Кошмар закончился в декабре. Было ли это потому, что сработали наконец лекарства или потому, что закончилось турне, – не знаю. В результате я отменил только одно чтение; между 1 ноября и 15 декабря я ухитрился посетить одиннадцать городов. У меня было несколько беспорядочных окон сквозь депрессию, как бывает, когда рассеивается туман. Поэтесса Джейн Кеньон, страдавшая тяжелой депрессией на протяжении большой части своей жизни, писала о выходе из нее так:

… С трепетом

и горечью помилованного за преступление,

которого он не совершал,

возвращаюсь к мужу и друзьям,

к гвоздикам с розовыми ободками; возвращаюсь

к книгам, письменному столу и креслу.


И вот 4 декабря я явился в дом своего друга на Верхнем Вест-Сайде, и неплохо провел там время. Несколько недель после этого я наслаждался не только приятно проводимым временем, но и самим фактом, что получаю удовольствие. Так я прожил Рождество и Новый год; я вел себя как некое подобие себя. Я потерял около семи килограммов и теперь начал набирать вес. Отец и друзья поздравляли меня с таким изумительным прогрессом, я их благодарил. Но в глубине моей души лежало знание, что прошли всего лишь симптомы. И кроме того, ненависть. К лекарствам, которые я должен был принимать каждый день. К своему срыву и потере рассудка. К этому немодному, но актуальному словосочетанию «нервный срыв» с подразумевающимся под ним сбоем всей телесной механики. Большое облегчение принесло то обстоятельство, что я выдержал турне, но я был измотан страхом перед всем тем, что еще должен был выдержать. Меня подавляло пребывание в этом мире: подавляли люди, их жизнь, которой я не могу жить, их работа, которую я не могу выполнять, – даже такая, которую я никогда не захотел бы и не имел бы необходимости делать. Я вернулся туда, где был в сентябре, только теперь знал, до чего мне может быть плохо. Я был полон решимости никогда больше не переживать подобных состояний.

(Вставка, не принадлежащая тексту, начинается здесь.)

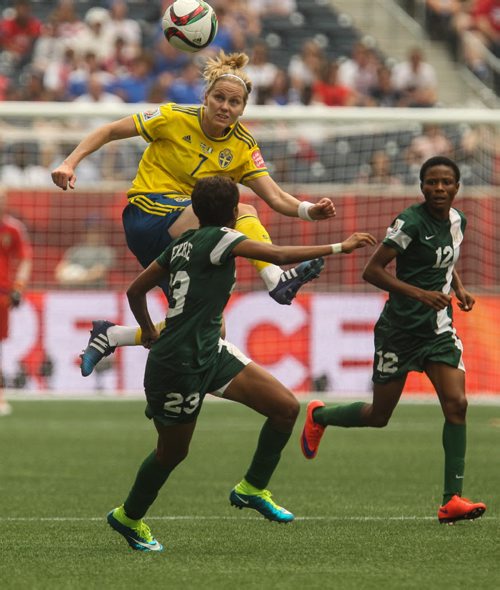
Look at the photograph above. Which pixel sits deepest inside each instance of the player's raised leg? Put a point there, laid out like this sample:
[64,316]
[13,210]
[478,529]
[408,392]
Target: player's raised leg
[104,338]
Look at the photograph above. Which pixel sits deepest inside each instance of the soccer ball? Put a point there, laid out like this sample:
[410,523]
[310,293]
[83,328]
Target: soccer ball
[189,25]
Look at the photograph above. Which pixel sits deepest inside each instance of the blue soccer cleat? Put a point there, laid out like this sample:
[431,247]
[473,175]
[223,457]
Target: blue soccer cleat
[136,532]
[261,501]
[97,348]
[292,280]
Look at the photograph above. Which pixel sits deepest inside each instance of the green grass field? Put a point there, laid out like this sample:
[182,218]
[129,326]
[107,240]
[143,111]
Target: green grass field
[365,507]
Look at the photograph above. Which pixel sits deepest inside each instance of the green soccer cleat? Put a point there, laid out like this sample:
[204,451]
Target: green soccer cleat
[97,347]
[259,500]
[136,532]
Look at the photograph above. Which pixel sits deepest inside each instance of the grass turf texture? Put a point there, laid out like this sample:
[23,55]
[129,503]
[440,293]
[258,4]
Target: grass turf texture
[365,507]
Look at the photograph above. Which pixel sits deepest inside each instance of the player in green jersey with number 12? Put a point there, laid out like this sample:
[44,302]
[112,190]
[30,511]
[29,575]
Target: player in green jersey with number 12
[415,330]
[189,359]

Период выхода из депрессии может продолжаться долго. Это опасное время. В худшие моменты депрессии, когда я едва мог справиться с бараньей отбивной, я не мог причинить себе реального вреда, а в этот период чувствовал себя достаточно хорошо для самоубийства. Я уже мог делать более или менее все, на что был способен всегда, только все еще пребывал в состоянии ангедонии – равнодушия к радостям жизни, неспособности испытывать хоть какое-то удовольствие. Я подстегивал себя, чтобы держать форму, но теперь, когда мне хватало сил спрашивать, зачем я себя подталкиваю, не находил этому внятных объяснений. Особенно запомнился мне вечер, когда один знакомый уговорил меня пойти с ним в кино. Я пошел, чтобы доказать, что я весел, и несколько часов делал вид, что развлекаюсь тем, чем развлекались другие, хотя на самом деле эпизоды, которые они находили смешными, доставляли мне муки. Придя домой, я почувствовал возвращение паники и чудовищной тоски. Я пошел в ванную и несколько раз вызвал У себя рвоту, словно острое переживание одиночества было вирусом, сидящим в моем теле. Я думал, что так и умру один, что нет достаточной причины жить дальше, что нормальный и реальный мир, в котором я вырос и в котором, как я верил, живут все люди, больше никогда не откроется, чтобы впустить меня. С этими мыслями, врывающимися в мою голову, как выстрелы, я давился рвотой, и кислота поднималась у меня по пищеводу, а когда я пытался поймать воздух, то вдыхал собственную желчь. До этого я ел много, стараясь нагнать вес, и теперь мне казалось, что вся пища выходит обратно, будто мой желудок собирался вывернуться наизнанку и повиснуть на унитазе, как тряпка.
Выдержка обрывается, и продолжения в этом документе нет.